Recent large language models (LLMs) incorporate reasoning capabilities that allow them to perform well in predicting whether a smart contract respects a certain property, suggesting a complementary approach to traditional formal-methods-based techniques for smart contract verification. However, the application of LLMs in such context has two major issues: 1) properties expressed in natural language are intrinsically ambiguous, and 2) answers returned by LLMs have no guarantee of correctness. In this paper, we address both issues simultaneously by: 1) introducing a new formal specification language that extends Solidity with abstract types, and 2) designing a workflow that combines LLMs with type checking and concrete execution to generate and validate violation witnesses (i.e., counterexamples).

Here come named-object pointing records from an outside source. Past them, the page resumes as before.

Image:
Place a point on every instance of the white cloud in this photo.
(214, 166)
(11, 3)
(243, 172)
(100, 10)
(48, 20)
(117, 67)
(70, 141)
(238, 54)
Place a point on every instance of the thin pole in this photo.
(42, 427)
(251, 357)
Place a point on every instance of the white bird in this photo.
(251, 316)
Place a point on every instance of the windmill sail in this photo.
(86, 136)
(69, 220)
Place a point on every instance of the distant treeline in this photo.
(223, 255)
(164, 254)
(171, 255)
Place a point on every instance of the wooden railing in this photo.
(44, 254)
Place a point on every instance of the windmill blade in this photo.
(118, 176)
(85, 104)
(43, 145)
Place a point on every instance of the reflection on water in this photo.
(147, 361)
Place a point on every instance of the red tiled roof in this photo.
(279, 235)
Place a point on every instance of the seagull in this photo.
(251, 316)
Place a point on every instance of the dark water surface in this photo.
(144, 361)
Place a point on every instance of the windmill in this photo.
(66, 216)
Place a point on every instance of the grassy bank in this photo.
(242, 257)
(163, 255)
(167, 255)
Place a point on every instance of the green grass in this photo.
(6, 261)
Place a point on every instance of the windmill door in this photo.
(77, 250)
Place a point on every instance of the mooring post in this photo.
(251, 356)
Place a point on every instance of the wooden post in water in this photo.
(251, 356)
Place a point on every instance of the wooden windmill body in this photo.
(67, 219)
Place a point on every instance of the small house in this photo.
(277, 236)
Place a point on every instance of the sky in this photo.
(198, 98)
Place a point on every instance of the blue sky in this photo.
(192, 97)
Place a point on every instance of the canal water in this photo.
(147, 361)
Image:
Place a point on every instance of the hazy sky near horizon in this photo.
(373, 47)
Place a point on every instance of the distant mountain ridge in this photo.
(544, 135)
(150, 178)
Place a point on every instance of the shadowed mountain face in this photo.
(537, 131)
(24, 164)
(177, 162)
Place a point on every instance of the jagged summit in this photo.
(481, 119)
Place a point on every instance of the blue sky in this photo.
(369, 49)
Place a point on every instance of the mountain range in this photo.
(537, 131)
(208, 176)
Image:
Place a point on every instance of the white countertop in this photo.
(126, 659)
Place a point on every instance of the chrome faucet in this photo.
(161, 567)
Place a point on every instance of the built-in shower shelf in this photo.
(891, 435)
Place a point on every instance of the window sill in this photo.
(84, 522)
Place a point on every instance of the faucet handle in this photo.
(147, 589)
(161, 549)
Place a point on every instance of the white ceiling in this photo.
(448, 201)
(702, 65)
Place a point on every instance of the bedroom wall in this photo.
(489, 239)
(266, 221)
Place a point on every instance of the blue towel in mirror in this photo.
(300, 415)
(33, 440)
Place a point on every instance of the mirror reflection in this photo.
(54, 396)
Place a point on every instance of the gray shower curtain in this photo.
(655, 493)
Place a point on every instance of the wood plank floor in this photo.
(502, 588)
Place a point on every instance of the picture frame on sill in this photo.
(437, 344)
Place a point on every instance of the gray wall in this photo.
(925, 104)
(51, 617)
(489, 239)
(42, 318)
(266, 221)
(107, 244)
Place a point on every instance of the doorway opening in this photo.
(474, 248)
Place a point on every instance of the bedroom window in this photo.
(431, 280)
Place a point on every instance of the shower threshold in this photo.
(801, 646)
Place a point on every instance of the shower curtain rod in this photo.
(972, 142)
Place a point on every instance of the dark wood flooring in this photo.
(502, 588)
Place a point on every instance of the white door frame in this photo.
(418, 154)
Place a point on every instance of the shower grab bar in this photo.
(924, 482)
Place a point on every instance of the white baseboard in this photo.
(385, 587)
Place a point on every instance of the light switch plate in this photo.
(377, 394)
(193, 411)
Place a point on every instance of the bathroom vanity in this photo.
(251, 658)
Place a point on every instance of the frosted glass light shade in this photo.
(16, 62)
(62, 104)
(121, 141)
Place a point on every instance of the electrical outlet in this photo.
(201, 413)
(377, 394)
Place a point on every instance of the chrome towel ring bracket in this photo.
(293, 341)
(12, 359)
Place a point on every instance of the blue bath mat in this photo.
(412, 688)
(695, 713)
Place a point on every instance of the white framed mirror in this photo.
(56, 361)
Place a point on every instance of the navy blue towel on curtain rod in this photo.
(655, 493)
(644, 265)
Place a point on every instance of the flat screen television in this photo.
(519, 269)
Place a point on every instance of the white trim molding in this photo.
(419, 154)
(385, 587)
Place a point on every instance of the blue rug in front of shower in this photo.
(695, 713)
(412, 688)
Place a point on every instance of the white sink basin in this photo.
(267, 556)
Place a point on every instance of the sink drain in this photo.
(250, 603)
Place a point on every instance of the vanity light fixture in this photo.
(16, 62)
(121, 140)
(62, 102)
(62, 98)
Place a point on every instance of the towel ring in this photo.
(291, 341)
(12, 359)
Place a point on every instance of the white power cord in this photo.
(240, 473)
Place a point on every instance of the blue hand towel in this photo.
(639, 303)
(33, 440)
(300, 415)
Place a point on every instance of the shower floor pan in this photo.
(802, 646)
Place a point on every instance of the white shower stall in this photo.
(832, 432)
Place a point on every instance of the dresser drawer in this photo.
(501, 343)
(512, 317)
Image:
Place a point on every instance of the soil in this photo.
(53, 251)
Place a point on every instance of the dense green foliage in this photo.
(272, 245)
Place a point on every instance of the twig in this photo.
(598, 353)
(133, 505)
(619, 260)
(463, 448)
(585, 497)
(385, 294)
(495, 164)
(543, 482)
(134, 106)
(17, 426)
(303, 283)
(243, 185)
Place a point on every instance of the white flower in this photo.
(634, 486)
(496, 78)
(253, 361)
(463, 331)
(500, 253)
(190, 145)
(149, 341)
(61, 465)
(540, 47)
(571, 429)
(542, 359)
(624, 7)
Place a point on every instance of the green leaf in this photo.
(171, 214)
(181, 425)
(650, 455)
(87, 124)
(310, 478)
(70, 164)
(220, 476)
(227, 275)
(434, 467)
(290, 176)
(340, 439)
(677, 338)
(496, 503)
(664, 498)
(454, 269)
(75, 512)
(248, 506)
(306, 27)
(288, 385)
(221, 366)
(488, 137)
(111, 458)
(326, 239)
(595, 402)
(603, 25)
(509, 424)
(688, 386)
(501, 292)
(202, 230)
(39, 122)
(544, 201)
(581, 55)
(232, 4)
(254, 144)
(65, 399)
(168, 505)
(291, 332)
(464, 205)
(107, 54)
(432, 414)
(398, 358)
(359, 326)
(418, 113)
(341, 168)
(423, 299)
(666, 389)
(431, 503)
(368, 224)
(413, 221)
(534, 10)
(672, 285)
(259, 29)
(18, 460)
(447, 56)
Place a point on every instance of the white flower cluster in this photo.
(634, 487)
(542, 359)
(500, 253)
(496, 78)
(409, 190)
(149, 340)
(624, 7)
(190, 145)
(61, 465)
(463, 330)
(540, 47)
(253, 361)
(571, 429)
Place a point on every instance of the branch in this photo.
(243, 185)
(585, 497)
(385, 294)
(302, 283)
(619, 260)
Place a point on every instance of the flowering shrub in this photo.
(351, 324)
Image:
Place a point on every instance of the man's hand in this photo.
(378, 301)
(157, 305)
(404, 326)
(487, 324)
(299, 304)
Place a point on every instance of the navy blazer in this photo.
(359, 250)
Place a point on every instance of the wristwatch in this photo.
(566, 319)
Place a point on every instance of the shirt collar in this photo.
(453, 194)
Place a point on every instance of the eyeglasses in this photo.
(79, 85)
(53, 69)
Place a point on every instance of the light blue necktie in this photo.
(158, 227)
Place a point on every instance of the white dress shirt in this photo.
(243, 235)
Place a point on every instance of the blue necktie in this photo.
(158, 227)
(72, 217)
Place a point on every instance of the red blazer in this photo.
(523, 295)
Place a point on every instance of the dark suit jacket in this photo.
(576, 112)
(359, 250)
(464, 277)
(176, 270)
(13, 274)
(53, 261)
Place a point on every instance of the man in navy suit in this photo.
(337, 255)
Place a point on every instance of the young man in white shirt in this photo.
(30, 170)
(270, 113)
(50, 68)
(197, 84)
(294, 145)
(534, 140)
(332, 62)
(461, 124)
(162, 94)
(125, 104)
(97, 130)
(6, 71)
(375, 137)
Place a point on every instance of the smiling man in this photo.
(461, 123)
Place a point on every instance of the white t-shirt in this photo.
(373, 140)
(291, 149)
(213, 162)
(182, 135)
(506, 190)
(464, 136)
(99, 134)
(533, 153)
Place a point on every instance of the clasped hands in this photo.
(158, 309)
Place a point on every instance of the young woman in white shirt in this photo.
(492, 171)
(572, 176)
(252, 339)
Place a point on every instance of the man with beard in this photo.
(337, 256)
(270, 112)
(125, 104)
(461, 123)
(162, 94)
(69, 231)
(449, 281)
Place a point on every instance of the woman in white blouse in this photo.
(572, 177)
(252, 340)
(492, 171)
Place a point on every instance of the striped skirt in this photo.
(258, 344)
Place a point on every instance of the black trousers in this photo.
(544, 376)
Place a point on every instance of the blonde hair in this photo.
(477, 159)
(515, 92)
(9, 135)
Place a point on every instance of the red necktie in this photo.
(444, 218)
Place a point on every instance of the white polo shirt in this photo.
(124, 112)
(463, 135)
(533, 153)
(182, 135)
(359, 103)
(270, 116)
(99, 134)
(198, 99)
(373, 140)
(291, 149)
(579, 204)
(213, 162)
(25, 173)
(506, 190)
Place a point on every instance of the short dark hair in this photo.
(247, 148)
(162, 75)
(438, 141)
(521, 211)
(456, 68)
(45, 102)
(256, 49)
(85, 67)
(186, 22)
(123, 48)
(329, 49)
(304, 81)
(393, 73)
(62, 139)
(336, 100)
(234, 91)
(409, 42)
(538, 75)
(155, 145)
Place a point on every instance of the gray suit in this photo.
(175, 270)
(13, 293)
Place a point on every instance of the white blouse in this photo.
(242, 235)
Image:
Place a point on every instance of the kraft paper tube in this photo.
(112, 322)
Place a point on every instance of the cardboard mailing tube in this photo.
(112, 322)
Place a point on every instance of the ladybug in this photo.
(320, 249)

The key idea is to represent a specification as a Solidity test with (existentially quantified) variables of abstract type; finding an instantiation of these variables to concrete values (of the correct type) concretizes the test into an executable counterexample (PoC) for the target property. We implemented our procedure in the tool Neuroforger, experimentally evaluating it on a smart-contract verification dataset drawn from literature, obtaining promising results that demonstrate its potential applicability in the wild.

翻译：近期的大语言模型（LLMs）融入了推理能力，使其在预测智能合约是否遵守特定属性方面表现出色，这为传统的基于形式化方法的智能合约验证技术提供了补充性思路。然而，在此类场景中应用LLMs存在两大主要问题：1）以自然语言表达的属性本质上具有歧义性；2）LLMs返回的结果无法保证正确性。本文通过以下方式同时解决这两个问题：1）引入一种新的形式化规范语言，该语言通过抽象类型扩展了Solidity；2）设计一种将LLMs与类型检查和具体执行相结合的流程，用于生成并验证违规证据（即反例）。其核心思想是将规范表示为带有（存在量词约束的）抽象类型变量的Solidity测试用例；通过对这些变量进行具体值（符合正确类型）的实例化，可将该测试用例转化为针对目标属性的可执行反例（PoC）。我们在工具Neuroforger中实现了该流程，并基于来自文献的智能合约验证数据集进行实验评估，获得了验证其实际应用潜力的初步成果。